According to Colliers International’s 1H17 Commercial Market Overview, the metropolitan area of Monterrey has more than 266 shopping centers, with the vast majority in the municipality of San Pedro Garza Garcia, which is home to the state’s most prosperous neighborhoods. With more than 67 shopping malls and seven more under construction in 2017, the high demand for space has caused the prices of land in Valle to increase more than 110 percent in the last three years, also pushing up leasing prices. According to González, highly saturated areas are becoming risky for commercial centers because they are starting to experience high tenant turnover. “Competition is growing tougher and as a developer, it is clear that when tenants are constantly leaving, there is something going wrong,” he says.

But Nuevo Leon is a large state and Monterrey’s metropolitan area has many neighborhoods with high potential for developers that are willing to look outside the traditional locations. “In terms of square meters of commercial area per capita, Mexico is approaching the same area as the US without the same purchasing power,” González says. Shopping centers continue to be concentrated in the country’s most affluent areas while segments of the population with greater density but with a lower income per capita are overlooked. “I believe that these areas are not taken advantage of, not because of insecurity or that they do not yield attractive returns but because of social comfort,” he says. Paseo La Fe is one of Altea Desarrollo’s latest developments and it was designed to cater to the middle-income segment in the lesser-served

San Nicolas de los Garza neighborhood. This shopping center contains lower-budget stores like Forever 21, H&M, Bershka,
Pull and Bear, Liverpool and many others and González says that, among this demographic, it would be difficult for more
expensive stores such as Massimo Dutti to be successful. 227 “The brands were skeptical at first and initially created much smaller stores than they usually would have,” says González. “When the mall opened, they realized that they should have had more faith in this location.”

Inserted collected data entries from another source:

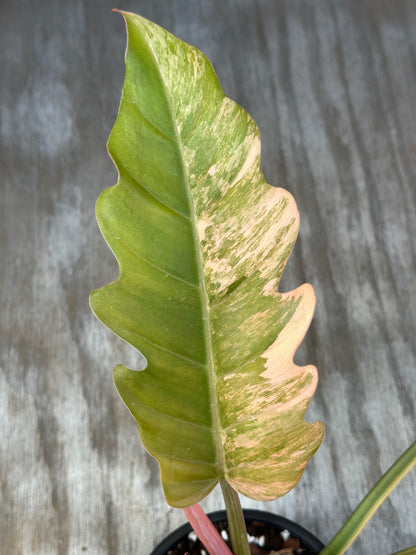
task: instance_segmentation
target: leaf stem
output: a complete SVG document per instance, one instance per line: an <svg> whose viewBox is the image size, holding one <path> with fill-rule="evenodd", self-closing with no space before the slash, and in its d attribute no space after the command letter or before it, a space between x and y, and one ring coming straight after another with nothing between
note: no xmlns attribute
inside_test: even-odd
<svg viewBox="0 0 416 555"><path fill-rule="evenodd" d="M416 555L416 545L413 547L408 547L407 549L402 549L401 551L396 551L392 555Z"/></svg>
<svg viewBox="0 0 416 555"><path fill-rule="evenodd" d="M387 470L364 497L347 522L320 555L341 555L352 544L379 506L416 463L416 441ZM414 549L414 548L409 548ZM415 553L405 550L404 553Z"/></svg>
<svg viewBox="0 0 416 555"><path fill-rule="evenodd" d="M221 480L221 489L227 509L231 545L234 555L250 555L247 529L238 493L226 480Z"/></svg>
<svg viewBox="0 0 416 555"><path fill-rule="evenodd" d="M190 525L210 555L233 555L198 503L185 507L183 510Z"/></svg>

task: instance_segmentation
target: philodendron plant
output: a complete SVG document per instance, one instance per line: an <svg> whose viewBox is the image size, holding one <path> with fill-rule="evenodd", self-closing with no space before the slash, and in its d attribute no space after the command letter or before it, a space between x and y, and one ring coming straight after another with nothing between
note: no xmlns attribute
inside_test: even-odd
<svg viewBox="0 0 416 555"><path fill-rule="evenodd" d="M167 502L185 508L210 553L230 553L197 505L220 483L233 551L247 555L237 492L285 494L323 437L304 419L316 369L293 361L313 289L278 291L299 215L287 191L266 183L257 126L207 58L122 13L126 77L108 142L119 180L96 208L120 274L91 307L147 361L141 371L117 366L114 381ZM405 470L414 459L413 446ZM324 552L342 553L342 541Z"/></svg>

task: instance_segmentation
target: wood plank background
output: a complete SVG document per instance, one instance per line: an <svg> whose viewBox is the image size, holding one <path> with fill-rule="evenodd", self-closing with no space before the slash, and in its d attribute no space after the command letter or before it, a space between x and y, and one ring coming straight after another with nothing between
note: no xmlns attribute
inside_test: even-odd
<svg viewBox="0 0 416 555"><path fill-rule="evenodd" d="M90 313L117 274L95 200L124 76L113 1L2 0L0 551L147 555L184 521L112 384L138 355ZM271 503L329 540L416 431L416 2L124 0L203 50L298 202L283 290L317 293L299 362L324 443ZM416 472L350 549L416 543ZM204 503L219 508L215 491Z"/></svg>

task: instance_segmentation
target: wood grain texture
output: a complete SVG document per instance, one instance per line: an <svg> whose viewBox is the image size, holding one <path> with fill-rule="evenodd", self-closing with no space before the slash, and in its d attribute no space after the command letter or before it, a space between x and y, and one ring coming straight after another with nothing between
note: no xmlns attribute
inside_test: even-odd
<svg viewBox="0 0 416 555"><path fill-rule="evenodd" d="M116 276L94 218L124 75L107 0L4 0L1 30L0 552L147 555L183 522L111 372L139 357L94 319ZM299 485L270 503L327 541L416 435L416 3L126 0L211 59L296 198L282 290L313 284L297 361L326 425ZM416 543L408 475L348 553ZM215 491L204 507L221 505Z"/></svg>

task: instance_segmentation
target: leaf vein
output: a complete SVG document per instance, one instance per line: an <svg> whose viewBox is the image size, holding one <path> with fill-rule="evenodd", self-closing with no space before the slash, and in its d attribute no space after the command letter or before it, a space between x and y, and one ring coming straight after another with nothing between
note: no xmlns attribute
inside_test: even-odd
<svg viewBox="0 0 416 555"><path fill-rule="evenodd" d="M142 335L140 333L135 333L135 336L139 337L140 339L143 339L144 341L146 341L147 343L149 343L153 347L156 347L157 349L160 349L161 351L165 351L166 353L169 353L169 354L174 355L178 358L181 358L183 360L191 362L195 366L200 366L201 368L206 368L206 365L203 364L202 362L200 362L199 360L194 360L192 358L187 357L186 355L181 355L180 353L177 353L176 351L172 351L172 349L168 349L167 347L163 347L162 345L159 345L158 343L155 343L154 341L151 341L145 335Z"/></svg>
<svg viewBox="0 0 416 555"><path fill-rule="evenodd" d="M120 240L119 240L120 241ZM145 264L148 264L149 266L151 266L152 268L154 268L155 270L158 270L159 272L166 274L168 276L170 276L171 278L177 280L177 281L181 281L182 283L185 283L186 285L188 285L189 287L193 287L198 289L199 288L199 284L198 283L192 283L191 281L188 281L184 278L181 278L179 276L176 276L175 274L172 274L171 272L169 272L168 270L165 270L164 268L161 268L160 266L157 266L156 264L153 264L152 262L150 262L149 260L147 260L147 258L144 258L143 256L140 256L139 254L137 254L137 252L135 252L131 247L129 247L127 245L127 243L125 241L121 241L122 244L124 245L124 247L131 252L131 254L137 258L138 260L141 260L142 262L144 262Z"/></svg>
<svg viewBox="0 0 416 555"><path fill-rule="evenodd" d="M177 214L178 216L180 216L181 218L190 221L191 218L185 214L184 212L181 212L180 210L178 210L177 208L174 208L173 206L171 206L170 204L168 204L166 201L161 200L158 196L156 196L152 190L149 188L149 185L145 185L143 182L139 181L137 179L137 177L135 175L133 175L133 173L130 171L130 169L125 166L124 164L117 164L117 168L120 172L120 177L122 175L128 175L131 180L138 185L139 187L141 187L144 191L146 191L146 193L148 195L150 195L152 198L154 198L160 205L164 206L165 208L167 208L168 210L171 210L172 212L174 212L175 214Z"/></svg>
<svg viewBox="0 0 416 555"><path fill-rule="evenodd" d="M137 103L135 101L130 100L129 101L130 105L134 106L135 110L137 110L137 112L139 112L139 114L143 117L143 119L155 130L157 131L162 137L164 137L165 139L167 139L168 141L174 143L175 139L173 137L170 137L167 133L165 133L165 131L163 131L162 129L160 129L160 127L158 125L156 125L156 123L154 123L152 120L150 120L146 114L143 112L143 110L137 105Z"/></svg>
<svg viewBox="0 0 416 555"><path fill-rule="evenodd" d="M202 428L204 430L211 430L211 426L205 426L204 424L197 424L196 422L192 422L191 420L187 420L186 418L182 418L180 416L172 416L171 414L167 414L166 412L163 412L162 410L156 409L154 407L152 407L151 405L148 405L146 403L143 403L142 401L140 401L140 404L143 407L146 407L146 409L149 409L150 411L160 414L165 418L168 418L169 420L175 420L176 422L185 422L185 424L192 426L192 427L196 427L196 428Z"/></svg>
<svg viewBox="0 0 416 555"><path fill-rule="evenodd" d="M186 457L175 457L175 456L172 456L172 455L169 455L169 459L173 460L173 461L185 461L187 463L200 464L201 466L211 466L212 468L217 467L216 462L207 462L207 461L204 461L203 459L187 459ZM206 478L205 480L186 480L186 482L187 483L189 483L189 482L195 482L195 483L213 482L216 479L217 478L213 476L212 478Z"/></svg>

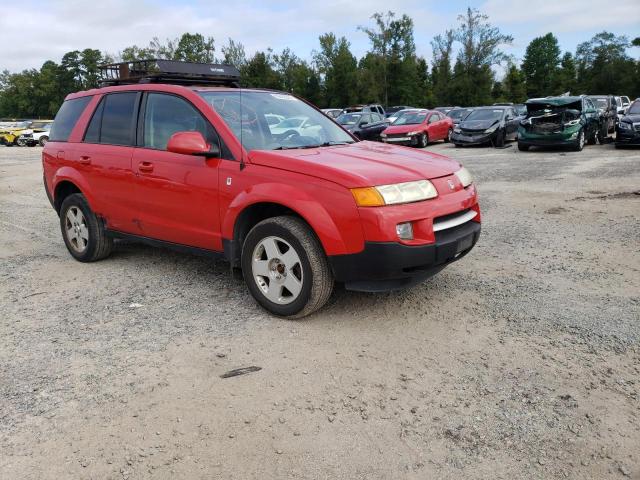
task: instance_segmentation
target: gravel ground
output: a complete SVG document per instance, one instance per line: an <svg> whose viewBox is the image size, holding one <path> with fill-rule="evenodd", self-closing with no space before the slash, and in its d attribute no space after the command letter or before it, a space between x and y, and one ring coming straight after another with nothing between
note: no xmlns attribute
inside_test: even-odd
<svg viewBox="0 0 640 480"><path fill-rule="evenodd" d="M0 478L640 478L640 151L428 148L476 176L474 251L292 322L223 262L74 261L40 149L0 147Z"/></svg>

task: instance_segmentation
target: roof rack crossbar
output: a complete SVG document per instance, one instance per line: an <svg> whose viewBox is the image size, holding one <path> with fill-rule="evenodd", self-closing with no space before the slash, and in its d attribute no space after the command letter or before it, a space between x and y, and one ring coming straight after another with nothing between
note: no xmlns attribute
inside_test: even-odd
<svg viewBox="0 0 640 480"><path fill-rule="evenodd" d="M100 65L100 86L138 83L239 87L240 72L232 65L147 59Z"/></svg>

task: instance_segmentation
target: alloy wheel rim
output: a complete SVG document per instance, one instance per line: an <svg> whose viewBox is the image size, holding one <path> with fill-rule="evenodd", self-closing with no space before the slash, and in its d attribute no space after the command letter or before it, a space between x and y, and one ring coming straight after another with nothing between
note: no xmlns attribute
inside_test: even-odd
<svg viewBox="0 0 640 480"><path fill-rule="evenodd" d="M82 210L75 206L69 208L64 223L71 248L78 253L84 252L89 245L89 229Z"/></svg>
<svg viewBox="0 0 640 480"><path fill-rule="evenodd" d="M253 249L251 274L260 292L278 305L294 302L304 276L298 252L280 237L266 237Z"/></svg>
<svg viewBox="0 0 640 480"><path fill-rule="evenodd" d="M580 132L579 142L580 142L580 148L584 147L584 132Z"/></svg>

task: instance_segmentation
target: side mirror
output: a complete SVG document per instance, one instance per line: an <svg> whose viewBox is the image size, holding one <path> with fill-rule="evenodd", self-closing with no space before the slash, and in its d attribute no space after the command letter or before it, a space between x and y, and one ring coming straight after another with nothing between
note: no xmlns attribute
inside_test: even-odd
<svg viewBox="0 0 640 480"><path fill-rule="evenodd" d="M176 132L167 143L167 150L182 155L196 155L207 158L220 156L217 145L208 145L200 132Z"/></svg>
<svg viewBox="0 0 640 480"><path fill-rule="evenodd" d="M369 125L369 122L361 122L361 123L360 123L360 126L361 126L361 127L364 127L365 125Z"/></svg>

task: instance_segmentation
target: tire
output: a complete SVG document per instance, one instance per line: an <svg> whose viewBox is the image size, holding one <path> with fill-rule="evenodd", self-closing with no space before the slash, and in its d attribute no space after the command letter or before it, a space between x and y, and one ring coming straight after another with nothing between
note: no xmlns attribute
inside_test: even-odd
<svg viewBox="0 0 640 480"><path fill-rule="evenodd" d="M81 193L69 195L60 207L60 230L67 250L79 262L106 258L113 249L104 221L98 218Z"/></svg>
<svg viewBox="0 0 640 480"><path fill-rule="evenodd" d="M242 246L241 262L253 298L279 317L310 315L331 296L333 275L324 250L297 217L268 218L254 226Z"/></svg>
<svg viewBox="0 0 640 480"><path fill-rule="evenodd" d="M424 148L427 145L429 145L429 135L427 133L418 135L418 148Z"/></svg>
<svg viewBox="0 0 640 480"><path fill-rule="evenodd" d="M444 143L449 143L451 141L451 135L453 135L453 129L450 128L447 132L447 136L444 139Z"/></svg>
<svg viewBox="0 0 640 480"><path fill-rule="evenodd" d="M588 145L595 145L598 142L597 136L598 136L598 133L594 130L593 133L587 139L587 144Z"/></svg>
<svg viewBox="0 0 640 480"><path fill-rule="evenodd" d="M581 129L578 132L578 138L576 139L576 144L573 146L573 150L575 152L581 152L584 148L585 138L584 138L584 129Z"/></svg>
<svg viewBox="0 0 640 480"><path fill-rule="evenodd" d="M529 145L525 145L524 143L518 142L518 150L520 150L521 152L528 152Z"/></svg>
<svg viewBox="0 0 640 480"><path fill-rule="evenodd" d="M18 147L26 147L27 146L27 141L26 140L20 140L19 138L16 140L16 145Z"/></svg>
<svg viewBox="0 0 640 480"><path fill-rule="evenodd" d="M43 135L40 137L40 140L38 140L38 143L40 144L41 147L44 147L48 141L49 141L49 137L47 137L46 135Z"/></svg>
<svg viewBox="0 0 640 480"><path fill-rule="evenodd" d="M498 130L498 134L496 135L496 141L494 146L496 148L504 147L504 130Z"/></svg>

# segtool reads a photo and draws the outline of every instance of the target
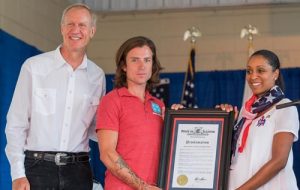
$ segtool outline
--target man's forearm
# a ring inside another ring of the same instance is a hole
[[[124,183],[128,184],[129,186],[139,189],[139,190],[146,190],[148,184],[143,181],[140,177],[138,177],[126,162],[119,156],[118,159],[115,161],[116,167],[114,167],[114,171],[111,171],[116,177],[122,180]]]

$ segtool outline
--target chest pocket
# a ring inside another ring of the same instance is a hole
[[[96,96],[84,96],[84,100],[83,100],[83,110],[86,110],[84,113],[84,117],[83,117],[83,122],[85,123],[85,125],[87,127],[90,126],[95,113],[97,111],[97,107],[99,105],[99,98]]]
[[[33,109],[42,115],[51,115],[56,110],[56,90],[37,88],[33,95]]]

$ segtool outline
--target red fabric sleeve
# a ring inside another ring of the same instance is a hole
[[[115,90],[105,95],[97,110],[96,130],[109,129],[119,131],[120,109],[120,97]]]

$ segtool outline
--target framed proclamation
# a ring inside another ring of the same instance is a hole
[[[158,186],[164,190],[226,190],[234,113],[167,110]]]

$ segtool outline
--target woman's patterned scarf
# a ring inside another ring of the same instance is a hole
[[[252,97],[245,103],[244,109],[242,110],[242,118],[233,128],[233,139],[231,146],[231,153],[233,156],[235,155],[237,148],[240,153],[243,152],[246,146],[249,128],[252,121],[257,117],[257,115],[268,110],[283,98],[284,94],[282,90],[278,86],[273,86],[262,97],[257,98],[257,96],[252,95]],[[237,141],[243,129],[243,126],[245,126],[245,130],[242,136],[242,143],[239,147],[237,147]]]

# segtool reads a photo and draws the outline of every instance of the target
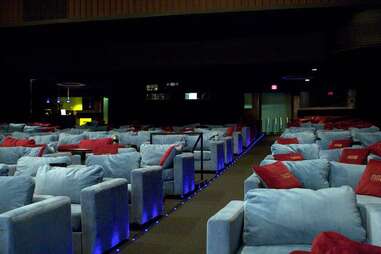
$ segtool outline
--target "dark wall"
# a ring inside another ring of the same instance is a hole
[[[0,102],[0,121],[26,119],[31,78],[49,81],[35,99],[56,95],[60,81],[86,83],[88,89],[78,91],[79,96],[110,96],[116,125],[135,120],[235,122],[244,115],[244,92],[268,91],[277,83],[281,91],[297,93],[305,83],[281,77],[309,75],[316,65],[322,72],[311,85],[361,88],[351,76],[357,66],[366,70],[362,62],[352,64],[358,58],[350,50],[334,51],[336,32],[353,11],[227,13],[0,29],[1,85],[9,94]],[[343,67],[348,63],[350,71]],[[180,84],[171,100],[145,100],[146,84],[167,82]],[[185,101],[184,92],[190,90],[206,93],[208,99]],[[360,111],[366,102],[359,99]]]

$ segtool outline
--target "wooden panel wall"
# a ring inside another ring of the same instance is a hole
[[[67,18],[96,19],[348,5],[365,0],[67,0]],[[22,0],[0,0],[0,25],[22,23]],[[54,21],[52,21],[54,22]]]
[[[0,25],[22,23],[22,0],[0,0]]]

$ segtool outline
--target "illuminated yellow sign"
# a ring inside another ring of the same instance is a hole
[[[79,126],[83,126],[87,123],[91,123],[93,121],[92,118],[79,118]]]

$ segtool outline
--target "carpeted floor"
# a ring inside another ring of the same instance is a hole
[[[196,254],[206,252],[206,223],[231,200],[243,199],[243,182],[251,175],[251,165],[258,164],[269,153],[271,138],[263,139],[233,167],[212,182],[169,217],[139,237],[119,247],[125,254]],[[166,200],[166,208],[175,200]],[[112,252],[115,253],[115,252]]]

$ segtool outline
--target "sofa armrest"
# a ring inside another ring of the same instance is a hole
[[[53,197],[0,214],[0,253],[73,253],[70,199]]]
[[[256,174],[252,174],[251,176],[246,178],[245,183],[244,183],[244,193],[243,193],[244,199],[246,199],[246,193],[249,190],[257,189],[257,188],[261,188],[261,187],[262,187],[261,180],[259,179],[259,177]]]
[[[251,143],[251,137],[250,137],[250,127],[242,127],[242,140],[243,140],[243,146],[247,148]]]
[[[233,161],[233,137],[224,137],[224,157],[225,163],[229,164]]]
[[[242,140],[242,133],[241,132],[234,132],[233,133],[233,149],[234,154],[241,154],[243,151],[243,140]]]
[[[108,180],[81,191],[83,253],[103,253],[129,238],[128,183]]]
[[[160,166],[131,171],[131,222],[142,225],[163,211],[163,170]]]
[[[207,254],[236,253],[242,242],[243,201],[231,201],[207,225]]]
[[[373,153],[369,154],[368,156],[368,161],[370,160],[378,160],[378,161],[381,161],[381,156],[378,156],[378,155],[375,155]]]
[[[210,142],[210,152],[212,168],[209,170],[220,171],[225,167],[225,154],[224,154],[224,142],[213,141]]]
[[[193,153],[182,153],[174,159],[174,195],[186,195],[194,191]]]
[[[358,204],[358,206],[367,242],[381,246],[381,206],[378,204]]]

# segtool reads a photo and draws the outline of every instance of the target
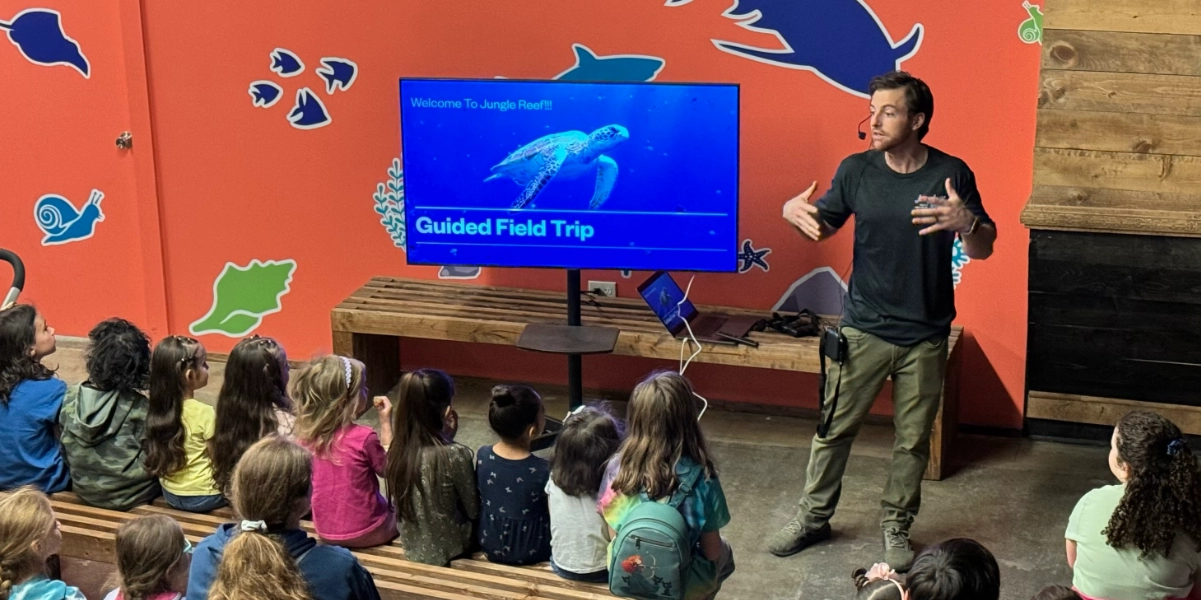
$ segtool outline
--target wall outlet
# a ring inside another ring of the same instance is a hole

Altea Desarrollos took a leap of faith and is demonstrating that this model is profitable and even more attractive. “We expect to recover our investment for Paseo la Fe in seven to eight years, which is a healthy number, especially since the competition developing projects in Valle will not see a return for 20 years,” he says. González explains that at the moment, there is little competition in these areas and that the challenge is in understanding the largest segments of the country’s population. In lower-income communities, the traditional outdoor markets are where most of the commerce takes place. Families buy food, accessories, clothing, electronics and more from these informal markets but González believes that if they had a mall nearby, they would much rather spend their money there. “Many SMEs want to sell in a formal establishment but we need to make the prices accessible to them,” says González. He adds that these informal sellers currently pay “rent” to a labor union in order to sell goods in these outdoor markets. “This means that labor unions may pose another challenge when constructing a large mall in these areas,” he says. Nevertheless, he is confident that if the correct path is followed, problems can be averted.

Altea Desarrollos has also had a project under construction in Merida for a couple of years, but with the sudden real estate boom in the region, it decided to hold off its inauguration. “There are many companies building in Merida and I prefer to wait for the market to fully develop,” González says. “Merida is a market of 1 million inhabitants that has more shopping malls than Puebla.” In the meantime, Altea Desarrollos wants to keep building projects such as Paseo la Fe and bringing value to all cities across Mexico.